If you’re anything like me, it took guts to acknowledge your dream to write, and then a whole truckful more to keep writing despite everything. By the time you think you are nearing the end of a project, you begin to doubt, your nerves start crowding back in, and you just want the whole business over with. So maybe that climax feels a little rushed or perhaps the last paragraph of the query could use some sprucing. You turn a blind eye to it all because you think you can’t wait any longer. You can almost taste the closure.
But you can’t rush the process. There are no shortcuts, just missed opportunities. Competition is fierce and the odds are against you in a shrinking marketplace. If you are like me, you want to see your name in print before print goes the way of the dinosaurs. With each day that passes, it seems like there are more and more reasons to hurry up and get your writing out there. But there are a number of reasons to slow down… to act instead of always reacting. Why settle for half-baked plots or underdeveloped characters that are mere shadows of what you envisioned? Or risk of introducing errors into your work that belie your abilities? A modicum of patience can go a long way.
I’m not saying it’s easy. Like any virtue, patience is hard to practice on a regular basis, especially in our instant gratification society. I am constantly having to slam on the metaphorical breaks because even though I want desperately to be ready, my work probably isn’t there yet. I wage a war with complacency in my writing every day. The laziness that can creep in because I think the writing’s good enough – maybe not great, maybe not perfect – but good enough to get published. To counteract this pitfall, I force myself to think of the most insanely talented, artistic, learned person imaginable and tell myself that’s my competition every time I think I’m ready to submit something. That should be enough to give anyone pause.

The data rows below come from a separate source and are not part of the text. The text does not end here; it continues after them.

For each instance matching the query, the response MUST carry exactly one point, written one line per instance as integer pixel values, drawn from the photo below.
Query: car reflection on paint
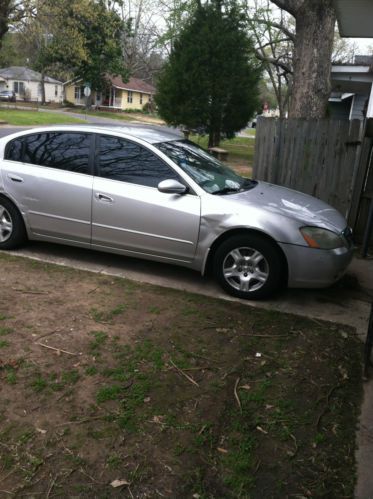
(146, 192)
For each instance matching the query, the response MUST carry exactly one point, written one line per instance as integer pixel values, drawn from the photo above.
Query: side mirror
(172, 187)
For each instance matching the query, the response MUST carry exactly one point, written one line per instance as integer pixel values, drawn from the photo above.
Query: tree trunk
(5, 8)
(315, 20)
(42, 86)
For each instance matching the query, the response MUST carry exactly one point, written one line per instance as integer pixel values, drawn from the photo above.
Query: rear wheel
(12, 228)
(249, 266)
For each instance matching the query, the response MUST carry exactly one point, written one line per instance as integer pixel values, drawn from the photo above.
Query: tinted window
(129, 162)
(13, 150)
(62, 150)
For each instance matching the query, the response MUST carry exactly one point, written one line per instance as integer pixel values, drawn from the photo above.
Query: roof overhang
(355, 18)
(340, 98)
(129, 89)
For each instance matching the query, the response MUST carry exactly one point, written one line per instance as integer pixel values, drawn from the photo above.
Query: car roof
(149, 133)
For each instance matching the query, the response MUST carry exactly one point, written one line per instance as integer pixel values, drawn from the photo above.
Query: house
(119, 95)
(26, 83)
(355, 20)
(352, 84)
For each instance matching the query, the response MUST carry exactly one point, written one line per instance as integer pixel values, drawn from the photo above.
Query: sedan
(148, 193)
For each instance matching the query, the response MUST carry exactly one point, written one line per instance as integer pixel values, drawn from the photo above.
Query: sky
(363, 44)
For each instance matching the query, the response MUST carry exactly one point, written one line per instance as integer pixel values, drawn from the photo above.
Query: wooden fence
(318, 157)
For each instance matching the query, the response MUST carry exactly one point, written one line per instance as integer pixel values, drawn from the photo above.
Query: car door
(130, 214)
(49, 176)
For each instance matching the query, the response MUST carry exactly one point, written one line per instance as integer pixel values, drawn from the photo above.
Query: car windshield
(208, 172)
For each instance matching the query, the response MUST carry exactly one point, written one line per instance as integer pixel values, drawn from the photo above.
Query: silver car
(146, 192)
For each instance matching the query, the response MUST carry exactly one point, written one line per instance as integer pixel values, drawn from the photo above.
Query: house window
(19, 87)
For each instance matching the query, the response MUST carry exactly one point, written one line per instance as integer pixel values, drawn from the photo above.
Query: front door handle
(103, 197)
(15, 178)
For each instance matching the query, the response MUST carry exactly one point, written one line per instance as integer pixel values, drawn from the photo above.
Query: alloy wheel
(245, 269)
(6, 224)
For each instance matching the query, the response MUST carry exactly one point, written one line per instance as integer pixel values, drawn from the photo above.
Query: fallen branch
(81, 421)
(326, 407)
(53, 481)
(30, 292)
(47, 334)
(55, 349)
(189, 378)
(236, 394)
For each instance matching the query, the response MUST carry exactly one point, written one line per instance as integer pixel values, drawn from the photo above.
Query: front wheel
(249, 266)
(12, 228)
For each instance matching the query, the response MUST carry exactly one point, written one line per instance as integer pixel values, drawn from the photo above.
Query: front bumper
(315, 268)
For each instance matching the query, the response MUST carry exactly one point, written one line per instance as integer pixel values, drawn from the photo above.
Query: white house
(351, 96)
(26, 83)
(355, 20)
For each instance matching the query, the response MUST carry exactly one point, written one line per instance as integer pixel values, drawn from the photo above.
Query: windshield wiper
(227, 190)
(248, 184)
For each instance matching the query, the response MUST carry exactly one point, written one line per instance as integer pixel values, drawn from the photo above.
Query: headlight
(316, 237)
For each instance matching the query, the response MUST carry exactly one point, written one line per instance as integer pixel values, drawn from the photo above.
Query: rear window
(13, 150)
(61, 150)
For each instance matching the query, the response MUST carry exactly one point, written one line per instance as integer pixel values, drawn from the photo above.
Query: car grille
(347, 234)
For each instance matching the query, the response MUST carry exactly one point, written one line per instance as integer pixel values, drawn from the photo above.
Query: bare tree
(313, 47)
(273, 34)
(140, 45)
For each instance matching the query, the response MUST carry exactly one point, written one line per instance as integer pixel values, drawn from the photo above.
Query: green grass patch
(240, 149)
(186, 395)
(26, 118)
(4, 331)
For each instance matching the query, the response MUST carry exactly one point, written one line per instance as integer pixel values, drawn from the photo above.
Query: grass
(240, 151)
(28, 118)
(119, 115)
(179, 393)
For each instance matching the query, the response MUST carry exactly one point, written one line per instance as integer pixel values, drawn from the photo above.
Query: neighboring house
(354, 20)
(352, 96)
(26, 83)
(119, 95)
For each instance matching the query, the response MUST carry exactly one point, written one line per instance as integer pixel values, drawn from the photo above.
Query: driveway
(348, 302)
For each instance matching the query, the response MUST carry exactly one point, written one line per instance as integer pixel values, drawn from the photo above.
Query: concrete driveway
(348, 302)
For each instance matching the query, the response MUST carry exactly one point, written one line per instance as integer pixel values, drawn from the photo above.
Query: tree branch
(290, 6)
(279, 26)
(275, 62)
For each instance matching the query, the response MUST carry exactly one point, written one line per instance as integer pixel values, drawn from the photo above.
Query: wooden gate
(317, 157)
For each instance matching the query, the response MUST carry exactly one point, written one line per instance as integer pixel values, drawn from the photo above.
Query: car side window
(61, 150)
(13, 150)
(123, 160)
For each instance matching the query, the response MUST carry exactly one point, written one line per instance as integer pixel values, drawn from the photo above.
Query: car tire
(12, 227)
(249, 266)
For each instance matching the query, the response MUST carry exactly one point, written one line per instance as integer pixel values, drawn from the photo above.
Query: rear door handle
(104, 198)
(15, 178)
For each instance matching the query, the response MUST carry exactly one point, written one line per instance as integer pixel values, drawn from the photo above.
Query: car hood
(292, 204)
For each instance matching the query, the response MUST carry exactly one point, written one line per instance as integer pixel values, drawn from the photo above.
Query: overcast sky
(363, 44)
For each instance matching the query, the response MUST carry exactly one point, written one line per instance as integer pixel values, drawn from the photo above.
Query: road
(339, 304)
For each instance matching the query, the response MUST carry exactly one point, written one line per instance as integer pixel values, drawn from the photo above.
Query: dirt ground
(114, 389)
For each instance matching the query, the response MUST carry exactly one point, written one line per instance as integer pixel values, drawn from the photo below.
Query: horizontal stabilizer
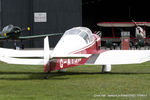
(122, 24)
(70, 56)
(22, 61)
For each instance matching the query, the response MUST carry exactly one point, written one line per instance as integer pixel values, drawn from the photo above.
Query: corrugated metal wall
(61, 15)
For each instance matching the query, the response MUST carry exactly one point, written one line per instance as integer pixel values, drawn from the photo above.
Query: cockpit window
(84, 32)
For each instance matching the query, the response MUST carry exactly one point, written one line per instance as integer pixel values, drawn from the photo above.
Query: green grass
(18, 82)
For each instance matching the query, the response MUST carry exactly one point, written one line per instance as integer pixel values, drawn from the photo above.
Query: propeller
(46, 50)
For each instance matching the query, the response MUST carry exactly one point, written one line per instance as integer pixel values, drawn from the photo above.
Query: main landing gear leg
(106, 68)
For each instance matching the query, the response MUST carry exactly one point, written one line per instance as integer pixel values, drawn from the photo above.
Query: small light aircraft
(11, 32)
(140, 33)
(78, 46)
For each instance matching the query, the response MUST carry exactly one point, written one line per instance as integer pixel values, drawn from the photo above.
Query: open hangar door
(17, 13)
(59, 15)
(94, 11)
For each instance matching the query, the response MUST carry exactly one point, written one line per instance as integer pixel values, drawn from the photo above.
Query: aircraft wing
(38, 36)
(115, 57)
(122, 24)
(22, 53)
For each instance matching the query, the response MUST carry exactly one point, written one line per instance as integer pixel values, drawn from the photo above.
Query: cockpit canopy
(83, 32)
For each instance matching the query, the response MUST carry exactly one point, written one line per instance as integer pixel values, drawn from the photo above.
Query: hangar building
(55, 16)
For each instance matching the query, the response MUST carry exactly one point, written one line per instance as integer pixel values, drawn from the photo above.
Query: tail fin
(46, 50)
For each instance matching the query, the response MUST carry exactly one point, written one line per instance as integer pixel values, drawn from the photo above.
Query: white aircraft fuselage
(78, 40)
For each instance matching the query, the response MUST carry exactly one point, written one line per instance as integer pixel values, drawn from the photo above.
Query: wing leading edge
(115, 57)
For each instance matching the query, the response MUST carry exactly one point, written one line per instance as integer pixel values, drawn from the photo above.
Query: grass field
(125, 82)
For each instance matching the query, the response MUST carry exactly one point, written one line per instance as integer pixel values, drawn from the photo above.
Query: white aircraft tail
(46, 50)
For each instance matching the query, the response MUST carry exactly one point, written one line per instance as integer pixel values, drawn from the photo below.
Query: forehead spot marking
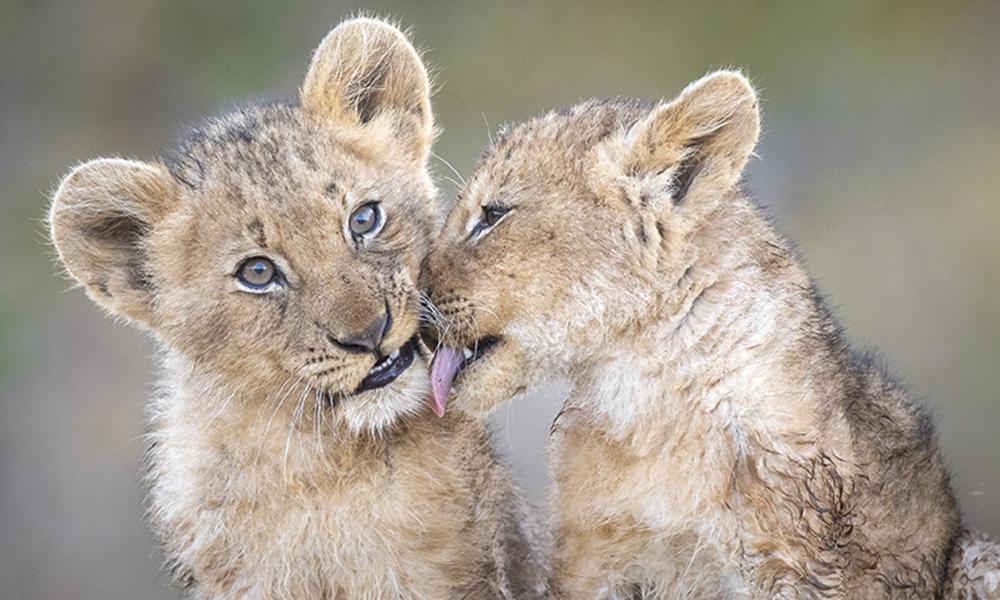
(256, 231)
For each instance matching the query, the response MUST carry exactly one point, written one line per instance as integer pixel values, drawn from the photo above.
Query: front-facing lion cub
(292, 454)
(721, 439)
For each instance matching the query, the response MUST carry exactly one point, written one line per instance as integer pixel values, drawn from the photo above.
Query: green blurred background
(880, 156)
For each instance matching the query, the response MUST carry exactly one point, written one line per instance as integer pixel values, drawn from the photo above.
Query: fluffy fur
(269, 476)
(721, 439)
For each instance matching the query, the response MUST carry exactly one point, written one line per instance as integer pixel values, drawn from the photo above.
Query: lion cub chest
(658, 501)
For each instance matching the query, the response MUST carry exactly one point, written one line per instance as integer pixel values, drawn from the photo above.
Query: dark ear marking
(686, 172)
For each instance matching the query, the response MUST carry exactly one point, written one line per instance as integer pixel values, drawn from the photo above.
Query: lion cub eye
(492, 214)
(365, 219)
(257, 272)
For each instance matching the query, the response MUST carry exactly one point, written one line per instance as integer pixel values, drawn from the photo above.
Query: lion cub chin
(721, 439)
(292, 453)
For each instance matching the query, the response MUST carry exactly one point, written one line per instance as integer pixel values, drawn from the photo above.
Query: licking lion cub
(721, 439)
(274, 259)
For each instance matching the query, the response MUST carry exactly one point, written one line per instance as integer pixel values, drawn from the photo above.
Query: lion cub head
(565, 234)
(280, 247)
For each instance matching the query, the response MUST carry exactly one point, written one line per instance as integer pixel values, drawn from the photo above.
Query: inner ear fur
(100, 218)
(366, 70)
(701, 140)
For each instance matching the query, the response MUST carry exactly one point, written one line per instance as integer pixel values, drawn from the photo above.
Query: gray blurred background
(880, 156)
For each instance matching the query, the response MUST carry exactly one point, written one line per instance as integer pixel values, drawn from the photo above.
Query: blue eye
(365, 219)
(491, 216)
(257, 272)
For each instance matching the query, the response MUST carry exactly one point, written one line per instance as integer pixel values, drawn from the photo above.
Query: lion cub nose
(367, 340)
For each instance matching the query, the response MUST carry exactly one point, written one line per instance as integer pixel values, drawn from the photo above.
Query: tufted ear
(697, 144)
(99, 221)
(366, 70)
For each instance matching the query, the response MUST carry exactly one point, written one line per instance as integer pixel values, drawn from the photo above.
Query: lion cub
(721, 439)
(292, 454)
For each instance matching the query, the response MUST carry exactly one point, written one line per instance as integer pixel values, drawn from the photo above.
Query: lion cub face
(565, 234)
(279, 249)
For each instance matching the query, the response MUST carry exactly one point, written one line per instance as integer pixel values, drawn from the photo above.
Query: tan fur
(269, 477)
(721, 439)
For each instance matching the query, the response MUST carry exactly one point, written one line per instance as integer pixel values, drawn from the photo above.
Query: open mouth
(388, 368)
(448, 362)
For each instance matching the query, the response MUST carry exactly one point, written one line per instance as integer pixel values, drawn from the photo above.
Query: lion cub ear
(99, 220)
(700, 141)
(366, 70)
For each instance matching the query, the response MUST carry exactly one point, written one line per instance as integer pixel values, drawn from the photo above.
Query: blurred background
(880, 157)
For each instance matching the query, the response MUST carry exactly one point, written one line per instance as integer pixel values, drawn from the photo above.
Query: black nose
(367, 340)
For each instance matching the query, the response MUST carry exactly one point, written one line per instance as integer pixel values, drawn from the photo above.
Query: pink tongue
(445, 365)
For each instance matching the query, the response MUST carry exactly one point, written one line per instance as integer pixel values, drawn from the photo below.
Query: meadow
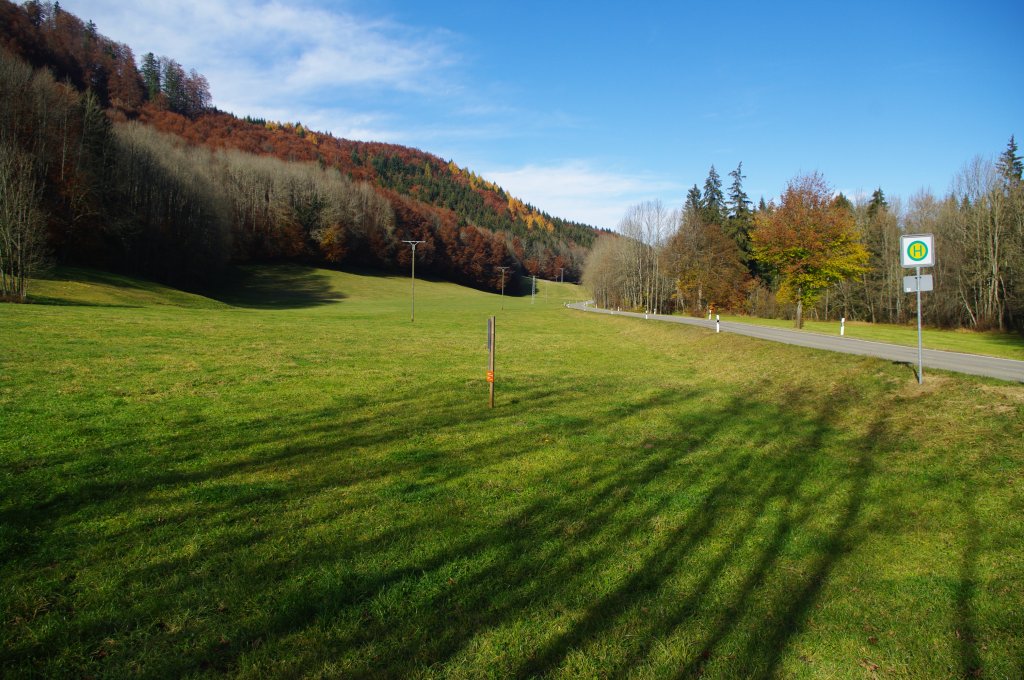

What can be so frustrating about the writing process is I can apply all the things I’ve learned – have a compelling plot, interesting characters, perfect and varied sentences – and my work can still seem unfinished in some way. What then? As heartbreaking as it can be to admit this, it may signal a mismatch between my creative intentions and my current abilities as a writer. The good news is I have a piece with potential. The bad news is only time and practice will help me translate what’s in my head into what the piece should be.
In other words, I need to be patient. Let my craft develop naturally without worrying about the mad rush to the finish line. That can be a tough pill to swallow for an unpublished writer like me with stars in their eyes. But I think I’d rather give myself the time to make my own discoveries rather than shortchange my work chasing shortcuts. Good things come to those who wait, right? I’m counting on it.